So Live at the Apollo series eight.
Nothing new here, it’s the same set up, Dara O’Briain opens the show and chats away for a bit in is usual amiable and amusing way and then introduces a couple of acts to fill the remaining 20 minutes.
Actually, hold on a minute. Reading the BBC blurb on the new series it states that they are having a ‘national favourite’ host each episode. Is that a new thing or have they been doing it for a while? And by a ‘national favourite’ do they just mean Dara O’Briain? Every time I watch the programme it’s
Dara O’Briain, in fact every time I watch any comedy show it’s Dara O’Briain.
Anyway, cracking on.
Nina was first up. Miss Conti has been around for a while, I remember her popping up as romantic interest for Bernard in an episode of Black Books many years ago. I don’t know why I remember this as frankly she was as wooden and stiff as Pinocchio at a strip-bar.
In recent years though, she has given up her interpretation of acting and has reinvented herself as comedian. Retroactively taking her cue from my previous description of her dramatic talent, she has become a comedic ventriloquist. I didn’t find this convincing either but something has changed, something very important; she is now funny.
Conti has never struck me as the most confident of performers but she has certainly developed and in this episode she had a gimmick I have never seen before. Taking two audience members and hooking them up with animatronic masks that only cover the lower part of the face, Conti was able to turn audience participation into puppetry. She contrived a wee romance between the participants and at the same time gently mocked their little idiosyncrasies. It really worked and I laughed and snorted throughout.

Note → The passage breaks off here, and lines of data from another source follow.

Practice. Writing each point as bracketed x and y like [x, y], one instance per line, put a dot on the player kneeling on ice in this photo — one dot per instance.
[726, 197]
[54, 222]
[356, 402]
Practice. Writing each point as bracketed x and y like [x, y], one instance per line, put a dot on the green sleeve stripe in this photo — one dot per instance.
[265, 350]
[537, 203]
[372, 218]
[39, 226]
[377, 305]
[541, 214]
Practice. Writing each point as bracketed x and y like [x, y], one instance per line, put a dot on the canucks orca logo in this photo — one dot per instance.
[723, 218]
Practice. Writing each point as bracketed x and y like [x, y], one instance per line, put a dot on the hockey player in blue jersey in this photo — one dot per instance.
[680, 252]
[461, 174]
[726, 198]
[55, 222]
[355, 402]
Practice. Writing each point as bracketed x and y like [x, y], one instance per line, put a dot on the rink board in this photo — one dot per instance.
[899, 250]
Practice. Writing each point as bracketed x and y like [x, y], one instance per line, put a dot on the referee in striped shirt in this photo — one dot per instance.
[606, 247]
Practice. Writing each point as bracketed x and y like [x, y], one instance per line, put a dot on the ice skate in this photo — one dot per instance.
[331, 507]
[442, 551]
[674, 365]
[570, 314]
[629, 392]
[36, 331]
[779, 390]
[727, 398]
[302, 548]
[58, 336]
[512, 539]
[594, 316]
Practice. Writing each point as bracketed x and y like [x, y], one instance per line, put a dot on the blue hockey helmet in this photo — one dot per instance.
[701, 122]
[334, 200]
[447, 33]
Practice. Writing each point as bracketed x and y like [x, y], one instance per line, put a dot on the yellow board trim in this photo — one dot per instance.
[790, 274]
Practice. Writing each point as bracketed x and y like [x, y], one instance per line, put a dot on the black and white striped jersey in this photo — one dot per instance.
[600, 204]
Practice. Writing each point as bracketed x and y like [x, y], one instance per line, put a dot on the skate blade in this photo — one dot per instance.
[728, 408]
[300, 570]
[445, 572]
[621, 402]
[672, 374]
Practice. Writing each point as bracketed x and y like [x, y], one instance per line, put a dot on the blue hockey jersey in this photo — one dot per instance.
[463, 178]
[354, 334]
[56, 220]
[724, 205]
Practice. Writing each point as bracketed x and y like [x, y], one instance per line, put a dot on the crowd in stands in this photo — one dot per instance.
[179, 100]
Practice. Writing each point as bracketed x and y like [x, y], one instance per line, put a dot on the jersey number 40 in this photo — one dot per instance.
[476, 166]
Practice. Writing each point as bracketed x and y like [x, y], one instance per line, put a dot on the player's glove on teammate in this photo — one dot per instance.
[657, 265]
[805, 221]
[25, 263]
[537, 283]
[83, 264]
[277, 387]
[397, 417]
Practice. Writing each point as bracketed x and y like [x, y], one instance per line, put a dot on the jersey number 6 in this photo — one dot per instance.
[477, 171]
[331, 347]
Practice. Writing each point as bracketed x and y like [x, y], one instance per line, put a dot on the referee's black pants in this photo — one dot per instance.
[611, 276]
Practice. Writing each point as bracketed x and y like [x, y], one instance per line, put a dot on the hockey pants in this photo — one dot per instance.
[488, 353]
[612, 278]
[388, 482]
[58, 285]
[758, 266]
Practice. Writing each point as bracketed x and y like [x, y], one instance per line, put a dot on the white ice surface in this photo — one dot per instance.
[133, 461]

The next funny person brought forth to entertain was young Scots comic, Danny Bhoy. Nothing ground breaking or new in his act just some neat jokes on the Scottish and their National character. The usual stereotypical observations (that we all know to be true) of them drinking and getting into trouble with the law. Danny Bhoy is not the funniest of comics but he spins a good line and has a pleasant, vaguely laddish demeanour on stage that could well see him being snaffled up by the likes Mock the Week at some point.
So there you go, live at the Apollo. If you like stand-up comedy, you’ll no doubt like this.